Author : Kate Xiao Zhou
Publisher : Westview Press
ISBN 13 : 9780813326825
Total Pages : 304 pages
Book Rating : 4.3/5 (268 download)
Book Synopsis How The Farmers Changed China by : Kate Xiao Zhou
Download or read book How The Farmers Changed China written by Kate Xiao Zhou and published by Westview Press. This book was released on 1996-04-19 with total page 304 pages. Available in PDF, EPUB and Kindle. Book excerpt: In this original and provocative book, Kate Zhou argues that Chinese farmers—who comprise one-fifth of the world's population—have been the driving force behind their country's phenomenal economic growth and social change over the past fifteen years. Guided by their own interests rather than by directives from Beijing, farmers have restored family autonomy in farming, created new markets, established rural industries that now generate over half of China's industrial production, migrated to cities despite rigid governmental controls, shaped their own family-size policy, and redefined the role of women.Drawing on rich primary source material and her own years of experience in the countryside, the author focuses on the farmers' initiatives and the stories of ordinary people who collectively have played a central role in the economic upsurge.
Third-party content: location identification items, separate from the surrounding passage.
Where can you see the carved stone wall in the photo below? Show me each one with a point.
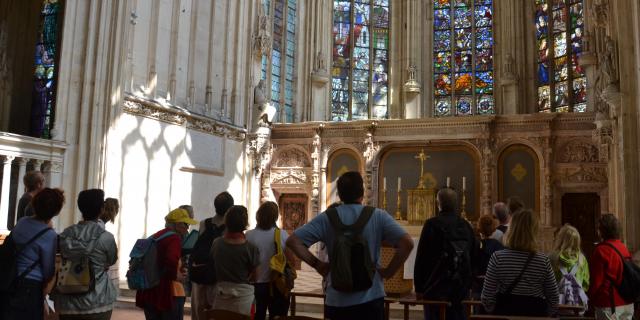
(562, 142)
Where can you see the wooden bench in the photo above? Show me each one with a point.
(569, 312)
(410, 300)
(318, 293)
(494, 317)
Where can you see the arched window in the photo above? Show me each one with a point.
(359, 76)
(463, 57)
(280, 72)
(45, 70)
(561, 82)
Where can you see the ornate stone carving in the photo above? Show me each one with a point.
(291, 176)
(509, 72)
(600, 13)
(139, 109)
(262, 38)
(264, 111)
(584, 174)
(292, 158)
(155, 111)
(579, 152)
(260, 150)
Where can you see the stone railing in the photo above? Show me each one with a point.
(19, 155)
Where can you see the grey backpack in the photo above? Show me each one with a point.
(351, 266)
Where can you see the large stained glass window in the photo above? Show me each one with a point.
(561, 82)
(279, 73)
(46, 54)
(359, 75)
(463, 57)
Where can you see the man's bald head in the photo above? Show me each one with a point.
(501, 211)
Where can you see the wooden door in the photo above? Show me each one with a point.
(582, 210)
(294, 214)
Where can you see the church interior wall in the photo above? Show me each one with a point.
(159, 166)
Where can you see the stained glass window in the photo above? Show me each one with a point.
(278, 69)
(45, 70)
(463, 57)
(359, 75)
(561, 81)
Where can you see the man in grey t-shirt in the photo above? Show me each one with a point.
(365, 304)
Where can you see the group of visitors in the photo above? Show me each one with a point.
(507, 270)
(82, 287)
(497, 261)
(237, 268)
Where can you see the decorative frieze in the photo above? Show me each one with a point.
(154, 110)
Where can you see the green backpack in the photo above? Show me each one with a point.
(351, 266)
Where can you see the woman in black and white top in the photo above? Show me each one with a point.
(519, 280)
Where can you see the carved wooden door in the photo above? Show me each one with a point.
(582, 210)
(294, 214)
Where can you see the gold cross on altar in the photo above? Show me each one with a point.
(422, 157)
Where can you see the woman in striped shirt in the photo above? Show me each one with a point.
(519, 280)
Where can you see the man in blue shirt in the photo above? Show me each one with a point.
(365, 304)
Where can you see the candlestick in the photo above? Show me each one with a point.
(398, 207)
(463, 212)
(384, 199)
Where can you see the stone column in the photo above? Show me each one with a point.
(4, 192)
(37, 165)
(22, 168)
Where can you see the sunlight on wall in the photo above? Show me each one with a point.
(144, 163)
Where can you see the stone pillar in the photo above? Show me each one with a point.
(22, 168)
(37, 165)
(4, 192)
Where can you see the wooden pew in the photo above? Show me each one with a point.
(410, 300)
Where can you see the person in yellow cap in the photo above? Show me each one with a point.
(166, 300)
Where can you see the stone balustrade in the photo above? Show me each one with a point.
(19, 155)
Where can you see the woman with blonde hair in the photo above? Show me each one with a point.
(570, 267)
(519, 279)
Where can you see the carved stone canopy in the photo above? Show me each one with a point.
(292, 158)
(579, 152)
(291, 176)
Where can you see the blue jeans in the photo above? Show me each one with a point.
(177, 313)
(455, 312)
(372, 310)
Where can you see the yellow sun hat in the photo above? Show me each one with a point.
(178, 216)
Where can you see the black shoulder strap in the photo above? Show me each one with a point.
(616, 250)
(35, 263)
(337, 225)
(363, 219)
(34, 238)
(515, 282)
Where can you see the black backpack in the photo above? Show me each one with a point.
(351, 266)
(452, 276)
(201, 264)
(629, 288)
(9, 253)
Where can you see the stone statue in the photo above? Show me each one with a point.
(263, 109)
(608, 63)
(320, 63)
(509, 64)
(600, 13)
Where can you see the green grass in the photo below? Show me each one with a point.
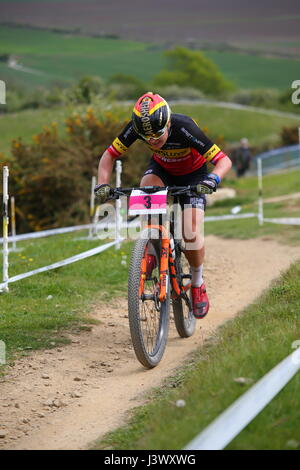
(234, 124)
(231, 124)
(247, 196)
(28, 319)
(66, 57)
(248, 346)
(253, 71)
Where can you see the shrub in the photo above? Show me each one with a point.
(51, 177)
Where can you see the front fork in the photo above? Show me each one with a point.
(167, 259)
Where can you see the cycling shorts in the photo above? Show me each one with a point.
(195, 177)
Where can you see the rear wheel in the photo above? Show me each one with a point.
(148, 317)
(185, 321)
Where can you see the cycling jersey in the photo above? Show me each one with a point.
(186, 150)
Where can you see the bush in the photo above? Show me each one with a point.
(51, 177)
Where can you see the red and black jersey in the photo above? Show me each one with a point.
(186, 149)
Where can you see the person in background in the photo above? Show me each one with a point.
(242, 158)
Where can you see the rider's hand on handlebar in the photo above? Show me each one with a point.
(102, 192)
(208, 185)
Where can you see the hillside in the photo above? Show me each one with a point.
(270, 24)
(45, 58)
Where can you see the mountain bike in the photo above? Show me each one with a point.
(150, 288)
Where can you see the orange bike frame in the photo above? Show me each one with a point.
(166, 255)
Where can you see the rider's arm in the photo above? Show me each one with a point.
(115, 150)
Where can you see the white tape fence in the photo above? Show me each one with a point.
(277, 160)
(4, 286)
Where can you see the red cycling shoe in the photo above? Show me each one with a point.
(150, 265)
(200, 301)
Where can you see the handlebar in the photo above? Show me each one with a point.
(196, 190)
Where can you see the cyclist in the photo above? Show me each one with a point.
(181, 152)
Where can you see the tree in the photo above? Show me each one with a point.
(192, 69)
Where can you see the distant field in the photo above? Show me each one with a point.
(251, 71)
(215, 21)
(62, 58)
(228, 123)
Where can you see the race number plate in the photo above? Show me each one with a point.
(144, 203)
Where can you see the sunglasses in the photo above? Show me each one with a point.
(155, 136)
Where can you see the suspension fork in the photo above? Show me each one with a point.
(173, 276)
(164, 263)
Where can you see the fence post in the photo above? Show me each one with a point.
(92, 207)
(118, 204)
(5, 228)
(13, 222)
(260, 192)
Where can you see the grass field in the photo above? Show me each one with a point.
(227, 123)
(31, 321)
(63, 58)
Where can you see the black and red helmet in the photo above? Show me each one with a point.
(150, 116)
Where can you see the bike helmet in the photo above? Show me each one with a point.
(150, 116)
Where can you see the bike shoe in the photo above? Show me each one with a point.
(150, 265)
(200, 301)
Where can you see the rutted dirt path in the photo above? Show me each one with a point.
(67, 397)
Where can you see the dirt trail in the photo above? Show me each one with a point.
(67, 397)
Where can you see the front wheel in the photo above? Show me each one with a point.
(148, 317)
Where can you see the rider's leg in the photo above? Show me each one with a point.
(193, 232)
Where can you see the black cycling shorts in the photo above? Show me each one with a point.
(195, 177)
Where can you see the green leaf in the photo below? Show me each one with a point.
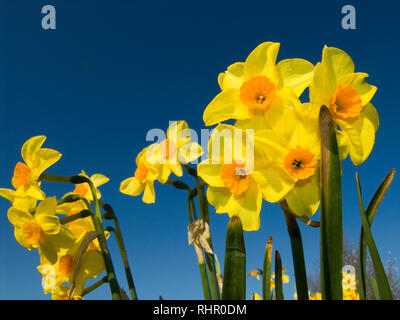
(278, 276)
(381, 278)
(267, 270)
(296, 243)
(234, 285)
(331, 228)
(371, 211)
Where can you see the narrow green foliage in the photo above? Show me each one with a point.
(234, 285)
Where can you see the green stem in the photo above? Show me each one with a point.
(266, 276)
(234, 285)
(296, 243)
(80, 215)
(122, 250)
(331, 229)
(94, 286)
(278, 276)
(200, 259)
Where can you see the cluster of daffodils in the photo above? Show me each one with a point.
(69, 253)
(157, 161)
(262, 97)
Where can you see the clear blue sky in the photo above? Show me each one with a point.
(112, 70)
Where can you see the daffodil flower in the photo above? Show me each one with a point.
(348, 96)
(351, 294)
(256, 296)
(294, 145)
(176, 149)
(143, 181)
(258, 92)
(349, 281)
(18, 202)
(83, 189)
(42, 231)
(316, 296)
(239, 179)
(90, 261)
(36, 161)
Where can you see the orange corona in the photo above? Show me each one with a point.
(235, 177)
(21, 175)
(257, 93)
(141, 171)
(168, 148)
(300, 163)
(66, 264)
(32, 232)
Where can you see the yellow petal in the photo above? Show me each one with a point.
(131, 186)
(274, 182)
(247, 206)
(46, 158)
(149, 195)
(361, 136)
(337, 61)
(256, 122)
(92, 263)
(226, 105)
(284, 101)
(233, 78)
(322, 88)
(47, 250)
(295, 73)
(165, 171)
(261, 61)
(210, 173)
(218, 197)
(48, 206)
(99, 179)
(176, 168)
(18, 217)
(189, 152)
(50, 224)
(29, 149)
(304, 198)
(357, 80)
(179, 133)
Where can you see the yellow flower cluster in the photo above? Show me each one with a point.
(261, 96)
(68, 255)
(157, 161)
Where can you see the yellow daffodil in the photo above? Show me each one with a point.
(347, 95)
(22, 203)
(238, 179)
(258, 92)
(83, 189)
(256, 296)
(177, 148)
(316, 296)
(294, 145)
(349, 281)
(75, 265)
(351, 294)
(26, 174)
(42, 231)
(143, 181)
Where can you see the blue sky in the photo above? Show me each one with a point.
(112, 70)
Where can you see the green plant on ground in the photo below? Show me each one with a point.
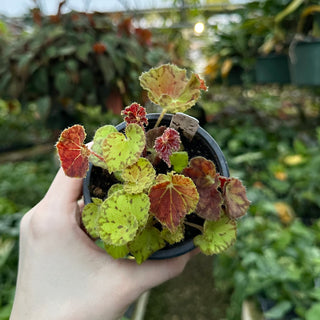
(71, 58)
(17, 196)
(143, 195)
(275, 262)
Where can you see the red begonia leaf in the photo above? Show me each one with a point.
(201, 171)
(73, 153)
(236, 201)
(203, 174)
(172, 198)
(167, 143)
(135, 114)
(223, 180)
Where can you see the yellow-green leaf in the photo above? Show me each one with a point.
(217, 236)
(117, 252)
(169, 87)
(121, 151)
(139, 176)
(121, 216)
(146, 242)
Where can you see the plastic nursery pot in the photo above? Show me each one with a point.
(305, 63)
(202, 144)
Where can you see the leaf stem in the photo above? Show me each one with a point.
(196, 226)
(164, 111)
(97, 155)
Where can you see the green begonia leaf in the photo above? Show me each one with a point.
(100, 135)
(179, 160)
(90, 216)
(169, 87)
(117, 252)
(146, 242)
(114, 188)
(139, 176)
(217, 236)
(121, 216)
(121, 151)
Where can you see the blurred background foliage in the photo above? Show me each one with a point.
(83, 68)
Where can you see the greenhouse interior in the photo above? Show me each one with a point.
(247, 73)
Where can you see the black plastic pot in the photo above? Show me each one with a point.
(305, 63)
(273, 69)
(203, 145)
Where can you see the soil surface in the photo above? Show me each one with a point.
(191, 296)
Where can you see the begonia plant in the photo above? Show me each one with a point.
(145, 208)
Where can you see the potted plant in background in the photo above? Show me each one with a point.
(305, 48)
(272, 65)
(161, 186)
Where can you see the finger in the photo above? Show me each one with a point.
(154, 272)
(64, 188)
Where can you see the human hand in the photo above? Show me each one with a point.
(64, 275)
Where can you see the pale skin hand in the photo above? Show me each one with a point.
(64, 275)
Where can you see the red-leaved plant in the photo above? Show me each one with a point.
(145, 211)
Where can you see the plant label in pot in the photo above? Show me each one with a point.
(161, 190)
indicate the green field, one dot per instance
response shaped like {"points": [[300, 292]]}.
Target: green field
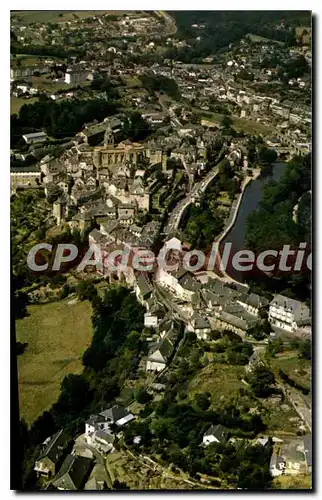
{"points": [[219, 380], [248, 126], [57, 335], [296, 482], [57, 16]]}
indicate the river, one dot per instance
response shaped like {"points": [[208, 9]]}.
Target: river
{"points": [[250, 201]]}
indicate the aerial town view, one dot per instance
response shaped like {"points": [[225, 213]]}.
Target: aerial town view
{"points": [[160, 199]]}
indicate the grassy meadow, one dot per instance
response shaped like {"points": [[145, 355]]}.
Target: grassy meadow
{"points": [[57, 334]]}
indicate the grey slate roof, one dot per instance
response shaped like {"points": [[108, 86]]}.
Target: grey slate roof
{"points": [[55, 447], [165, 347], [219, 431], [299, 309], [308, 449], [144, 285], [115, 413], [73, 472], [253, 300], [201, 323]]}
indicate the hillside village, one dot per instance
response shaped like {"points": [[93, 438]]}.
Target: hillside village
{"points": [[176, 139]]}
She takes issue with most current interpretations, which credit China's economic success almost entirely to reforms put in place by the Chinese leadership. Indeed, Zhou argues that the farmers were effective precisely because their movement was spontaneous, unorganized, leaderless, nonideological, and apolitical. In stark contrast to the turmoil surrounding the Tiananmen Square protests, farmers have been gradually yet remorselessly leaching power away from the central government without overt confrontation or violence. Their “reform from below” may well have generated the most long-lasting and fundamental changes contemporary China has witnessed.